Scientific classification
- Kingdom: Plantae
- Clade: Embryophytes
- Clade: Tracheophytes
- Clade: Spermatophytes
- Clade: Angiosperms
- Clade: Eudicots
- Clade: Asterids
- Order: Icacinales
- Family: Oncothecaceae
- Genus: Oncotheca
- Species: O. humboldtiana
- Binomial name: Oncotheca humboldtiana (Guillaumin) Morat & Veillon
- Synonyms: Elaeodendron humboldtianum Guillaumin; Oncotheca macrocarpa McPherson, Morat & Veillon;

= Oncotheca humboldtiana =

- Genus: Oncotheca
- Species: humboldtiana
- Authority: (Guillaumin) Morat & Veillon
- Conservation status: LC
- Synonyms: Elaeodendron humboldtianum Guillaumin, Oncotheca macrocarpa McPherson, Morat & Veillon

Species of flowering plant

Oncotheca humboldtiana is a species of small tree in the family Oncothecaceae.
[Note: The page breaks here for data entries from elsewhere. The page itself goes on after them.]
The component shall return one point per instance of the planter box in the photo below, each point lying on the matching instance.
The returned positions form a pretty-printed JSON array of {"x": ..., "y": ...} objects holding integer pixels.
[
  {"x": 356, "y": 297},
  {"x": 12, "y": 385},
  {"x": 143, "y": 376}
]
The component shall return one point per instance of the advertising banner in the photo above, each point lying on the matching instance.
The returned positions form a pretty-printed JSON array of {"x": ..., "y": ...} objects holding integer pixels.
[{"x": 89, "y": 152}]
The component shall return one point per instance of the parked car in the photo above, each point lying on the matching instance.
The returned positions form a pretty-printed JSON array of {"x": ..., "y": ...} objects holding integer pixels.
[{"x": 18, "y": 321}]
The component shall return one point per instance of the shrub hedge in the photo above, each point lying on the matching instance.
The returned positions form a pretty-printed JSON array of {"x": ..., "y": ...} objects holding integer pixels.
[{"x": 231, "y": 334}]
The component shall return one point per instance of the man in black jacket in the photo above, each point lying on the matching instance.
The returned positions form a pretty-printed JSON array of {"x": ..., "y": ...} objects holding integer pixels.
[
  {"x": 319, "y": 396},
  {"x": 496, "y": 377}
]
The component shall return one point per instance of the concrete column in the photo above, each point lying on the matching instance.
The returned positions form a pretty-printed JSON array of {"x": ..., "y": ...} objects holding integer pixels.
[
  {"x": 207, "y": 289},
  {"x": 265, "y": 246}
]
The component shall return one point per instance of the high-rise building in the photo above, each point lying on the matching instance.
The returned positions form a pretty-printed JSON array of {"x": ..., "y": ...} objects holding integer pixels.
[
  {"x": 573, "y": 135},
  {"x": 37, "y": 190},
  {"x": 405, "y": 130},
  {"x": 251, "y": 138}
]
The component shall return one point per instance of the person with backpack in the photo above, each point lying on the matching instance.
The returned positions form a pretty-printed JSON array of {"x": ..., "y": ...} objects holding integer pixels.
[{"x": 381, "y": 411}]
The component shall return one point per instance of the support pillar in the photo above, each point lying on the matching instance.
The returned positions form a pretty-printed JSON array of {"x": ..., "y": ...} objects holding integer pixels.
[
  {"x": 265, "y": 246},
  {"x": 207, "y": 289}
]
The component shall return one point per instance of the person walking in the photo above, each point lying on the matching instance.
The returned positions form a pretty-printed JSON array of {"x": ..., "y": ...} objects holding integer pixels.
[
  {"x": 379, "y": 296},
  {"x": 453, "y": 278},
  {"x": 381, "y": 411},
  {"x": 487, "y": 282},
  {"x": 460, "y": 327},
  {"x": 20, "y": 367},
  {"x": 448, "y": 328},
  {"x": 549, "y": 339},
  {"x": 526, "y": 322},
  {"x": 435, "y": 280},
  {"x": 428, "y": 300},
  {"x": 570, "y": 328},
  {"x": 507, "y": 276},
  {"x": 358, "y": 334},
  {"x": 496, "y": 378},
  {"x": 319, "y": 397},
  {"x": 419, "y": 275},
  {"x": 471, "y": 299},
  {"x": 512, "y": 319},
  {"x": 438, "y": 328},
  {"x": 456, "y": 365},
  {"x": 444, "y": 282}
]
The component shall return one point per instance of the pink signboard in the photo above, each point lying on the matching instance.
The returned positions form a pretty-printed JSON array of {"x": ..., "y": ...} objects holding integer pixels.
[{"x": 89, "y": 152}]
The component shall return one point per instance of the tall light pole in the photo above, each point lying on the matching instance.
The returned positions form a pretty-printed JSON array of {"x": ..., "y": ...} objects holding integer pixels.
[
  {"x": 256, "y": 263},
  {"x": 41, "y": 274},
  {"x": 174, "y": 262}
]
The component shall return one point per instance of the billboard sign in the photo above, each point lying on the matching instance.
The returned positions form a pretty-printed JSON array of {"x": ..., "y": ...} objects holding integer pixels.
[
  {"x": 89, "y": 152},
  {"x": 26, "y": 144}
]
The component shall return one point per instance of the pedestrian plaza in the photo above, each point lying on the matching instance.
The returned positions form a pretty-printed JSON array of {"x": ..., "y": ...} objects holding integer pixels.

It is endemic to New Caledonia. The species was described in 1988.

Oncotheca humboldtiana is one of two members of the family Oncothecaceae. It is of Least Concern.

==Distribution==
The species is native to the humid forests of west-central and south-east New Caledonia. It is widespread on Grande Terre. The species occurs at altitudes of 20-900 m.

==Taxonomy==
The species was named by Philippe Morat and Jean-Marie Veillon in 1988. The name was published in Flore de la Nouvelle-Calédonie.

The species is one of two members of the family Oncothecaceae. The family is endemic to New Caledonia.

==Conservation==
In 2017, the IUCN assessed Oncotheca humboldtiana as Least Concern. Some subpopulations may be affected by mining. The species is not legally protected, but occurs in procted areas, including Mont Panié.